Region 2020-21 2021-22 2022-23 2023-24 2024-25 2025-26
Federal 50.2 52.6 52.1 51.6 50.6 49.6
BC 20.8 - - - - -
AB 20.3 24.5 26.1 26.6 - -
SK 19.6 21.1 21.7 21.6 20.7 -
MB 38.7 - - - - -
ON 47.9 48.5 49.6 - - -
QC 43.3 42.5 42.3 - - -
NB 37.9 - - - - -
NS 37.5 - - - - -
PE 35 34 33.4 - - -
NL 55.6 - - - - -

Low Borrowing Rates are Supportive, but We Shouldn't get Too Carried Away 

The last time Canada and the provinces saw similar levels of deficits and debt burdens was in the 1990s. At the time, borrowing rates were significantly higher, and as a result, debt charges added severe upward pressure on finances. This time around, historically low borrowing rates have kept debt charges in check. The Bank of Canada's accommodative stance has been supportive. This included leaving the overnight rate at its effective lower bound and conducting bond purchases programs (including its Provincial Bond Purchase Program). These measures helped suppress yields while providing a liquidity backstop at the onset of the pandemic. Given the global nature of the crisis and the similar experiences elsewhere, debt and currency markets have not signaled concern with Canadian and provincial fiscal trajectories yet. Spreads between Canadian and U.S. borrowing yields remain consistent with historical levels. In other news, non-resident investor appetite for Canadian fixed income was robust. For 2020, transactions of Canadian government (all levels) money market instruments and bonds reached $98 billion. Aside from some modest downgrades to some provinces (Alberta, Newfoundland & Labrador, and Saskatchewan) and a downgrade to Canada's rating by Fitch, Canada's federal and provincial ratings have held steady despite the pandemic (see Table 3).

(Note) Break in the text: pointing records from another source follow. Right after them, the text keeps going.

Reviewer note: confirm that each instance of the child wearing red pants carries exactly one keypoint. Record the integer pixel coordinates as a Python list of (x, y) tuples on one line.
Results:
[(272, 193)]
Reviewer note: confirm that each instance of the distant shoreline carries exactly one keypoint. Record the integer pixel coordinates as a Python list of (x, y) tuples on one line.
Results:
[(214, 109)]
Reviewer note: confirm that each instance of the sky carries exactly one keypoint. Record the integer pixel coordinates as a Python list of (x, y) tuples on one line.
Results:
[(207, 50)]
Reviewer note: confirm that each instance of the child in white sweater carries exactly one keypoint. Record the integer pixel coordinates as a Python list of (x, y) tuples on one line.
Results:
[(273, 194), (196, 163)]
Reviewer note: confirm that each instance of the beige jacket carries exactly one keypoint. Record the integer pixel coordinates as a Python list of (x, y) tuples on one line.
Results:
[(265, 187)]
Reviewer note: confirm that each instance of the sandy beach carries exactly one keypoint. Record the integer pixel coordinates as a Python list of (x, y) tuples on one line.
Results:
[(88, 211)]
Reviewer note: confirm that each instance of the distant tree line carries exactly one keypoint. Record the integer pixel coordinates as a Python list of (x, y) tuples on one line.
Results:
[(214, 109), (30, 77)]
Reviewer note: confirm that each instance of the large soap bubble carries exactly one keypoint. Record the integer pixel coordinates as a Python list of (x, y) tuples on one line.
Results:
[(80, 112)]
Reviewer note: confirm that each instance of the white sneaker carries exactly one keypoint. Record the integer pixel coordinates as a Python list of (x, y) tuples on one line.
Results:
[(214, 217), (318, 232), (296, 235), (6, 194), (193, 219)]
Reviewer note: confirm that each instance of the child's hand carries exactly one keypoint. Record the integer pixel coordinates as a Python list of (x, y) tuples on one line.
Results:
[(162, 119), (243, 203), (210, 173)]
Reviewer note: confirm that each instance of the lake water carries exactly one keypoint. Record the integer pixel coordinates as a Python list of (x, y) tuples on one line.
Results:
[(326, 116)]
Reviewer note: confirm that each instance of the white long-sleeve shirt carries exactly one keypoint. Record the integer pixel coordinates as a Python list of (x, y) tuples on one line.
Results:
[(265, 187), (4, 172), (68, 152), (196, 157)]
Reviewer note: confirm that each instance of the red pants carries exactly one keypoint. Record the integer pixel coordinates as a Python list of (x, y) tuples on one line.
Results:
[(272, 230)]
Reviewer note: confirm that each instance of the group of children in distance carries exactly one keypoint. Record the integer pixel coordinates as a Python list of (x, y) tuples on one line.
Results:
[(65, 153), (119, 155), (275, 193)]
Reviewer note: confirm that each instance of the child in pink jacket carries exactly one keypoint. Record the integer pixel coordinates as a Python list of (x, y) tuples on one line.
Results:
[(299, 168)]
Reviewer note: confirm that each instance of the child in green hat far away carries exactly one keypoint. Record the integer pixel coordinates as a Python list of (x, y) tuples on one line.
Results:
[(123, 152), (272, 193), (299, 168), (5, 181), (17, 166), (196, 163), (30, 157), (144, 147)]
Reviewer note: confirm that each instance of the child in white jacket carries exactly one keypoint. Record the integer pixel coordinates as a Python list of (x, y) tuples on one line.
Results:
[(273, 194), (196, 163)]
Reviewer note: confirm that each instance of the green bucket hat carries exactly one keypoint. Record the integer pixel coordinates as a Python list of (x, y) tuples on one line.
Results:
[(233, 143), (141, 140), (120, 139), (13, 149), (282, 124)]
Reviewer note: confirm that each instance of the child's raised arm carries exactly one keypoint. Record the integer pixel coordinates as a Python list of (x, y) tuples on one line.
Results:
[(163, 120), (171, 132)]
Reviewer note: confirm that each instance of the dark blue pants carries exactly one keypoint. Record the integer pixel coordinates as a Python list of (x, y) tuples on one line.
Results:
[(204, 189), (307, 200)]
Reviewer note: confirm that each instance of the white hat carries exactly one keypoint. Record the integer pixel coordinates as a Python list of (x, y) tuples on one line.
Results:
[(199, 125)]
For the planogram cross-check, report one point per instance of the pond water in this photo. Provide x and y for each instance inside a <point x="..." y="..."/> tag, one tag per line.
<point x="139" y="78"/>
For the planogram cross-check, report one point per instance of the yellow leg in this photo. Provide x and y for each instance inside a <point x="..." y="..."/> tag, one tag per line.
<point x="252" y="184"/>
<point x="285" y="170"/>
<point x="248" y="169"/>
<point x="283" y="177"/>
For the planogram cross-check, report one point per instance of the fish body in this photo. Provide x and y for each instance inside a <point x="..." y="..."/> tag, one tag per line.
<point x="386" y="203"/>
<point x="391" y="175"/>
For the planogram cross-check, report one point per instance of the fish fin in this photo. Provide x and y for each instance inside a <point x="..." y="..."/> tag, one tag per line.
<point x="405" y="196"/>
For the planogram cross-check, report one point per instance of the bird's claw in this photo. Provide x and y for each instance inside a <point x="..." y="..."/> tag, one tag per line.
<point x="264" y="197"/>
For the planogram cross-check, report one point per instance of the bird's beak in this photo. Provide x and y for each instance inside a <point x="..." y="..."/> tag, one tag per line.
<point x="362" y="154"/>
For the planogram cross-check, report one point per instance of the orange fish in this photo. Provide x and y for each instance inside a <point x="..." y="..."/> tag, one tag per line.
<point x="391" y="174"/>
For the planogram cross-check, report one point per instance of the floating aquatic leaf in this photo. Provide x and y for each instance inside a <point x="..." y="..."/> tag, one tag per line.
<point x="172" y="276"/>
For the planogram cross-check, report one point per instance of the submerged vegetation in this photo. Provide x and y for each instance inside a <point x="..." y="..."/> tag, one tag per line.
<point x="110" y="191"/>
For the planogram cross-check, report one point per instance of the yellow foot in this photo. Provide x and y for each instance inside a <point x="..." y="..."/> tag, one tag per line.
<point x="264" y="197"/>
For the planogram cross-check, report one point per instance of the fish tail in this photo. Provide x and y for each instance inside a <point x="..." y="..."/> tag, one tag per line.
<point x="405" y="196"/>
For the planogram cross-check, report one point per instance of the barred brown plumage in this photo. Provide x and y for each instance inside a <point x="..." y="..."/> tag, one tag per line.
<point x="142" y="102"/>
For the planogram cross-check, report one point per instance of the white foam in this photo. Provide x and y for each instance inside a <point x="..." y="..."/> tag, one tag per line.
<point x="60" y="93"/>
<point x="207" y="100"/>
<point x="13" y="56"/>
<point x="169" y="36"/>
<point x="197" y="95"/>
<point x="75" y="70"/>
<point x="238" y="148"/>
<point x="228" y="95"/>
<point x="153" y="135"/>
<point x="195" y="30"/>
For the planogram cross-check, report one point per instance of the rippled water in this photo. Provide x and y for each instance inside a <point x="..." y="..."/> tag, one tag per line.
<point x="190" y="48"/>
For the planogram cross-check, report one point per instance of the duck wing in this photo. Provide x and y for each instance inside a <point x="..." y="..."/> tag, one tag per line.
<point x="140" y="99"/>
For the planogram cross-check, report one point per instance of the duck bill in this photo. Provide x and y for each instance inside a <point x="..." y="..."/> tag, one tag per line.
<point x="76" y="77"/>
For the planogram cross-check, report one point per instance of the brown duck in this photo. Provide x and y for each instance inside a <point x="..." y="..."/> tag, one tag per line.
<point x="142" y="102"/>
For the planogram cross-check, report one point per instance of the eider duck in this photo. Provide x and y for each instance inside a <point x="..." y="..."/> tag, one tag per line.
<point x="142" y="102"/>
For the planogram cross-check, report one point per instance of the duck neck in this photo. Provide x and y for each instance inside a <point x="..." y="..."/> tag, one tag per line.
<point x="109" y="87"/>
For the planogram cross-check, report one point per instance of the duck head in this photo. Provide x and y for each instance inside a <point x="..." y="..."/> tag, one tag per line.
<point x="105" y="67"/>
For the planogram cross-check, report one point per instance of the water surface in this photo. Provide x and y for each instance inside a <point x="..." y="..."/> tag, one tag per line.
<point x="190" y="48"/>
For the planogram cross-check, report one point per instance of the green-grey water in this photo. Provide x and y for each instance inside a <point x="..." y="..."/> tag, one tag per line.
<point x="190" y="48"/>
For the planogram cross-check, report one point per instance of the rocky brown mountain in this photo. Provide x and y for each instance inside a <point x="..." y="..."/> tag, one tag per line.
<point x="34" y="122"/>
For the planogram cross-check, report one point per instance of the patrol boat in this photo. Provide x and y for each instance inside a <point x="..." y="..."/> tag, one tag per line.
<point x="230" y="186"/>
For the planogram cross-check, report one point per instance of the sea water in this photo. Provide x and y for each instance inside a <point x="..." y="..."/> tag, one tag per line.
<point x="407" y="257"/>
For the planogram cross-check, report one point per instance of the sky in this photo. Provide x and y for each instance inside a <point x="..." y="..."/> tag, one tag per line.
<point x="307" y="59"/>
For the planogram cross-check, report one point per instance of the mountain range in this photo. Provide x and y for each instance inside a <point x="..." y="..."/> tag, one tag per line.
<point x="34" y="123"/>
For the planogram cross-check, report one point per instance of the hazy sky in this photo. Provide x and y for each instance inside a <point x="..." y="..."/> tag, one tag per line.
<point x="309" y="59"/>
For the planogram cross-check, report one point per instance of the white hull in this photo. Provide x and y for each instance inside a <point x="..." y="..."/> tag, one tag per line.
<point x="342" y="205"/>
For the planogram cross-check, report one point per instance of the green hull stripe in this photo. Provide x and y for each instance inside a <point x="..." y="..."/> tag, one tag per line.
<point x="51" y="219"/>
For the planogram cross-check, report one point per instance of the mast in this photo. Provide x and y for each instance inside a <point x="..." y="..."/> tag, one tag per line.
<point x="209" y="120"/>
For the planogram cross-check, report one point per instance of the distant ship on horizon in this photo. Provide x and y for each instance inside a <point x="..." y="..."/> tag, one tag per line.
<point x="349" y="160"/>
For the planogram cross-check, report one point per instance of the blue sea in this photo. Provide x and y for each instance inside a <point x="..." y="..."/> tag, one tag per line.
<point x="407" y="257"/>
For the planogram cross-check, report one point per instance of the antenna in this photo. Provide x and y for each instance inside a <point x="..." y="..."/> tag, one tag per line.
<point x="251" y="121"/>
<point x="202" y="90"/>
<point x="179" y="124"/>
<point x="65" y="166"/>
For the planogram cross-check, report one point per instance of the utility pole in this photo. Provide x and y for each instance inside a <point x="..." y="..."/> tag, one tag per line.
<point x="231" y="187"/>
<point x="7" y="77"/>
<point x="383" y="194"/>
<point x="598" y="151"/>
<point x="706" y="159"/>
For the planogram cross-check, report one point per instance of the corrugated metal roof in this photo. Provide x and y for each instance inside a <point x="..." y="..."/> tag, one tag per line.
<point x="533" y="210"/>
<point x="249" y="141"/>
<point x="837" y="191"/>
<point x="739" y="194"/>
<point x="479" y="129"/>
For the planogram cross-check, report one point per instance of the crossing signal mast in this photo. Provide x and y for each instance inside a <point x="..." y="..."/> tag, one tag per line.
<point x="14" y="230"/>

However, this budget season will likely be watched closely by ratings agencies and debt markets. Signals of fiscal sustainability will be expected, including a road map towards consolidation and/or fiscal anchors. Governments will be facing the tough task of weighing these objectives while supporting a full recovery. 

Federal and Provincial Credit Ratings

Source: Moody's, Standard & Poor's, DRBS, Fitch Group, Provincial Governments, TD Economics.
Province Moody's S&P DBRS Fitch
Canada Aaa AAA AAA AA+
BC Aaa AAA AA high AAA
AB Aa3 A+ AA low AA-
SK Aaa AA AA low AA
MB Aa2 A+ A high -
ON Aa3 AA+ AA low AA-
QC Aa2 AA- AA low AA-
NB Aa2 A+ A high -
NS Aa2 AA- A high -
PEI Aa2 A A -
NL A1 A A low -

Bottom Line

Putting it all together, Canada's response to the pandemic has gone a long way in providing a backstop the historic downturn. This year's budgets will face the daunting task of outlining exit plans from historic deficits, without compromising the recovery process.